Namun, itu semua tergantung pada kesiapan birokrasi dari pusat sampai daerah untuk menerapkan sistem perizinan terpadu (online single submission/OSS) yang akan memudahkan proses izin berusaha. Sistem OSS ditargetkan siap beroperasi mulai Juni 2021.
”Kesiapan birokrat dan pemahaman pelaku usaha kita terhadap sistem OSS dan UU Cipta Kerja akan membantu pemulihan. Ini memang menjadi taruhan besar ke depan. Kalau tidak siap, hanya akan berujung regulasi dan sistem,” kata Franky.
Kesiapan birokrat dan pemahaman pelaku usaha kita terhadap sistem OSS dan UU Cipta Kerja akan membantu pemulihan. Ini memang menjadi taruhan besar ke depan.
Franky juga berharap pemerintah memberi bantuan likuiditas, khusus untuk sektor usaha yang saat ini belum pulih. ”Misalnya, sektor pariwisata atau industri lain yang ekspornya masih kering. Mereka bisa lebih cepat pulih kalau diberi dukungan pembiayaan yang lebih murah dan restrukturisasi kredit yang meringankan,” katanya.

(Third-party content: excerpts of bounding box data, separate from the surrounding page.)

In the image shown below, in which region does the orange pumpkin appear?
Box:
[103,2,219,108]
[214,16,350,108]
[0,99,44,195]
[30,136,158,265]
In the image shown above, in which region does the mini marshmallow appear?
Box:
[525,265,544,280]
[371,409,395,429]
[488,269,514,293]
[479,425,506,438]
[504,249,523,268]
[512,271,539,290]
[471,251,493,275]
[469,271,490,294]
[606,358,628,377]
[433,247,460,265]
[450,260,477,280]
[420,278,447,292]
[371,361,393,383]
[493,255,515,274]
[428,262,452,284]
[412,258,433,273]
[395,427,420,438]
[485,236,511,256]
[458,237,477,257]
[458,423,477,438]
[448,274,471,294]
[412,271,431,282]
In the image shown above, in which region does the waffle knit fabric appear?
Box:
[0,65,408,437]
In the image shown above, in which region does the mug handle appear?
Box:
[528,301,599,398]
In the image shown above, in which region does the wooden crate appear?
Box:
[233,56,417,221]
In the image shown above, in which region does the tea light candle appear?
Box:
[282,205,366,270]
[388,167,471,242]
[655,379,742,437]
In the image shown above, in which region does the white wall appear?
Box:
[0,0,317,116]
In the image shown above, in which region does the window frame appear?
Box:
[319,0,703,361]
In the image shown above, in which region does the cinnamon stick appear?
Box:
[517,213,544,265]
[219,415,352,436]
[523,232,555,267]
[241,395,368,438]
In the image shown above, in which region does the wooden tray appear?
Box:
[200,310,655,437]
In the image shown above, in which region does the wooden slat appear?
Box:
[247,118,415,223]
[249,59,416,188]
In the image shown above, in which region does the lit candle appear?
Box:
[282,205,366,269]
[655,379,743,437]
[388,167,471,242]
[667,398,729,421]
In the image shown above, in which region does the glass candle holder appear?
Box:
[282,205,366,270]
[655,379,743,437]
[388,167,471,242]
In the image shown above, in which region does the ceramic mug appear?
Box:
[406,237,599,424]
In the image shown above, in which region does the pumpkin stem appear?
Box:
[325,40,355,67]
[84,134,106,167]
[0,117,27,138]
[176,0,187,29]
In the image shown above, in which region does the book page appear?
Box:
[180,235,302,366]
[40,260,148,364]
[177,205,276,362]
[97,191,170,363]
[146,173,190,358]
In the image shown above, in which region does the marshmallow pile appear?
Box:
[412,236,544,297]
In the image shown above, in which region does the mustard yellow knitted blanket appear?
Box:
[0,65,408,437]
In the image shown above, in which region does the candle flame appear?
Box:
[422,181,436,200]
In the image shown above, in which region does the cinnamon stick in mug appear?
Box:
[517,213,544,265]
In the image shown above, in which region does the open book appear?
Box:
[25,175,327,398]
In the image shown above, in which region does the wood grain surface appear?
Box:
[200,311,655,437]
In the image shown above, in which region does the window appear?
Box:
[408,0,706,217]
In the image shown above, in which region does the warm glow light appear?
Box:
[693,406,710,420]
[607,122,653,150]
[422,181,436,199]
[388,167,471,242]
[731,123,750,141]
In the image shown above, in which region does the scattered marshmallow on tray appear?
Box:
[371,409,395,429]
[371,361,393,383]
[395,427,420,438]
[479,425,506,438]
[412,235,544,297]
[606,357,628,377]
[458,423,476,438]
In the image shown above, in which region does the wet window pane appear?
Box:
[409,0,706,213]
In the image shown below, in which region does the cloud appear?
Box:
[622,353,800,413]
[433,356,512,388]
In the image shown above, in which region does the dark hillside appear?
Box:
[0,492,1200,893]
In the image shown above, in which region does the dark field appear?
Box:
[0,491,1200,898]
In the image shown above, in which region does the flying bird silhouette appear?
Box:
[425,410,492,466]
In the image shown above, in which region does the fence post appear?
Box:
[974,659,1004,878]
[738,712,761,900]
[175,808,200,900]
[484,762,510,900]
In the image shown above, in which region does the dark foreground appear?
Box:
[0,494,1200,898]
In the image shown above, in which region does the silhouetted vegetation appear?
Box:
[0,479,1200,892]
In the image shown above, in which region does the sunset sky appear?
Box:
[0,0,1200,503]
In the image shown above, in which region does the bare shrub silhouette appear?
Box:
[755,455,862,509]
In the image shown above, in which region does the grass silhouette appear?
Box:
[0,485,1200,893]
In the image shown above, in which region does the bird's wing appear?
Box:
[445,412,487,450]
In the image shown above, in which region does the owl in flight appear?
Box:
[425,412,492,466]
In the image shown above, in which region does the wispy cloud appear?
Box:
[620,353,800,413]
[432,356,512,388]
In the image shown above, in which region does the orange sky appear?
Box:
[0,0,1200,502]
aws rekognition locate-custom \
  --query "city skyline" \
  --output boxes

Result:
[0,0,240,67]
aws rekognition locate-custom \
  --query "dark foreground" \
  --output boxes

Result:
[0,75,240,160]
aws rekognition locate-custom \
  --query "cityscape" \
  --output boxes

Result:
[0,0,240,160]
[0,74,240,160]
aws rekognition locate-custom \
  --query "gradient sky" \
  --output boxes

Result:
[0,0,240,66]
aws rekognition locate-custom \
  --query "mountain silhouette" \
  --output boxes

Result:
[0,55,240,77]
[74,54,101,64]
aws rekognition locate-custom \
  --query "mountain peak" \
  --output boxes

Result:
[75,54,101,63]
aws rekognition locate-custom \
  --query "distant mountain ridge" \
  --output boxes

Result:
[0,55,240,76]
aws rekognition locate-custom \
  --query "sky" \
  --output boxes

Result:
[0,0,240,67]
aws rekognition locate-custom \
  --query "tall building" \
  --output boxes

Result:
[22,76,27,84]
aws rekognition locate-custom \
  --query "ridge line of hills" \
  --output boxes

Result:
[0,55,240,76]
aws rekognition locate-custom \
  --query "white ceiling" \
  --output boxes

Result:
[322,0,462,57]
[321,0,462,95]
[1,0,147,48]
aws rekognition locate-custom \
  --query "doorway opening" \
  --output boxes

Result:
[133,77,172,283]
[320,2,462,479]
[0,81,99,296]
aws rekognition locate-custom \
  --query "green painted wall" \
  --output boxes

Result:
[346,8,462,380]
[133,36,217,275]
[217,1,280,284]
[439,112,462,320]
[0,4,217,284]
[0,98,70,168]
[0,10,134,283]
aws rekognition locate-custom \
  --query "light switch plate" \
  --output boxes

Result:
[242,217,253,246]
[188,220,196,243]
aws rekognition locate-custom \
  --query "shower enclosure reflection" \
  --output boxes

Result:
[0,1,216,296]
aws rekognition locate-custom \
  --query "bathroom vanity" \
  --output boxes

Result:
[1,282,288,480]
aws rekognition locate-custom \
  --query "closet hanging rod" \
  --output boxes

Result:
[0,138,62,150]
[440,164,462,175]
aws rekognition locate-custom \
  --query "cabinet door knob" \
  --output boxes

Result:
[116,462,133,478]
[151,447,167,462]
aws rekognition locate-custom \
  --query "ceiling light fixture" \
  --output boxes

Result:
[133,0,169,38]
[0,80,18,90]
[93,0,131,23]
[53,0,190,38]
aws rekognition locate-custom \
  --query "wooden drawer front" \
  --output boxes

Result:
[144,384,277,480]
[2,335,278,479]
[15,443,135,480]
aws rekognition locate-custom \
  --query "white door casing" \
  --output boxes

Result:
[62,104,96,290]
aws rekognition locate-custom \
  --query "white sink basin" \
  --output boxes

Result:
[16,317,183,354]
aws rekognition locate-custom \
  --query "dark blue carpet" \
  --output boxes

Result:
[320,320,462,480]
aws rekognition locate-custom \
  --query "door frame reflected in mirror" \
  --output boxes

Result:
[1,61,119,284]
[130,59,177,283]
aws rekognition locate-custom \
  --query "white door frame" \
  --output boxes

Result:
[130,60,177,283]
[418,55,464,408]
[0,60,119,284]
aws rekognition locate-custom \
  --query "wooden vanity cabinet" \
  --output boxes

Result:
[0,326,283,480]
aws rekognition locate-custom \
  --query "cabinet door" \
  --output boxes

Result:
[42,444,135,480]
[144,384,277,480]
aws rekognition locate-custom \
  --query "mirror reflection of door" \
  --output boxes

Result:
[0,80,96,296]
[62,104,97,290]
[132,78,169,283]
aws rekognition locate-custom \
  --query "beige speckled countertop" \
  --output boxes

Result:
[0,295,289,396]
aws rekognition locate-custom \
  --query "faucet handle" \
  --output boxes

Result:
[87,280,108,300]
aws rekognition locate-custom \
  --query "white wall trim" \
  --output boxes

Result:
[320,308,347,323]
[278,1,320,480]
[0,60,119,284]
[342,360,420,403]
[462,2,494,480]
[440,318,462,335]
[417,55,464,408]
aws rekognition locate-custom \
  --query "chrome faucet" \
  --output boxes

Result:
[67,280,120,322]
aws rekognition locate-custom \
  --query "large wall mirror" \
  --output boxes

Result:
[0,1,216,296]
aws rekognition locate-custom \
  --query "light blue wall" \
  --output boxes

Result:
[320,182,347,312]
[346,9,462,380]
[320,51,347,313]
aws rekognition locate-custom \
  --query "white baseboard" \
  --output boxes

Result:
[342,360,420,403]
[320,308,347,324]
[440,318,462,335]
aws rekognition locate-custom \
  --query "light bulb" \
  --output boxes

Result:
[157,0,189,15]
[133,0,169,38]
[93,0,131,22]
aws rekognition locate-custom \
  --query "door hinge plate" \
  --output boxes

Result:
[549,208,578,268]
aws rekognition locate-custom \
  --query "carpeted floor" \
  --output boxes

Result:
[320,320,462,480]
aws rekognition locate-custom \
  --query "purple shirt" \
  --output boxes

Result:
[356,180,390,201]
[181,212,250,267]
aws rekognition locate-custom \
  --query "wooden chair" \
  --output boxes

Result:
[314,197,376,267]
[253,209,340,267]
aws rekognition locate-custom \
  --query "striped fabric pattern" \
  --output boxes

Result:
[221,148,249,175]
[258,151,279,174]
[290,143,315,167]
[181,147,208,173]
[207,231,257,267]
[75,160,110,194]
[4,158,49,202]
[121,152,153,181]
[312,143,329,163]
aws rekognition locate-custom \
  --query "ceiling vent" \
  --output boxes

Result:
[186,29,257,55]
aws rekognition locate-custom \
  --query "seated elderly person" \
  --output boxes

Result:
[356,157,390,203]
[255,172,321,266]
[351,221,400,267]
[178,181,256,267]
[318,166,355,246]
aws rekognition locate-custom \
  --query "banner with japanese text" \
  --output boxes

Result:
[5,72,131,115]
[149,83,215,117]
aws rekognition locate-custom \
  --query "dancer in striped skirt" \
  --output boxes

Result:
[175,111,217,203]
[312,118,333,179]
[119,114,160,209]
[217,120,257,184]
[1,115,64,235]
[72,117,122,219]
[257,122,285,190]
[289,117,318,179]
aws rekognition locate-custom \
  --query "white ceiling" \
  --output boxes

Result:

Shinta dan Franky kembali mengingatkan, strategi pemulihan itu tetap perlu dilakukan di atas pengendalian pandemi dan pengendalian stabilitas moneter yang baik. ”Kalau kontrol pandemi dan stabilitas nilai tukar tidak dijaga, semua program dan upaya yang sudah dilakukan tetap tidak akan memberi efek yang signifikan pada pemulihan ekonomi,” ujar Shinta.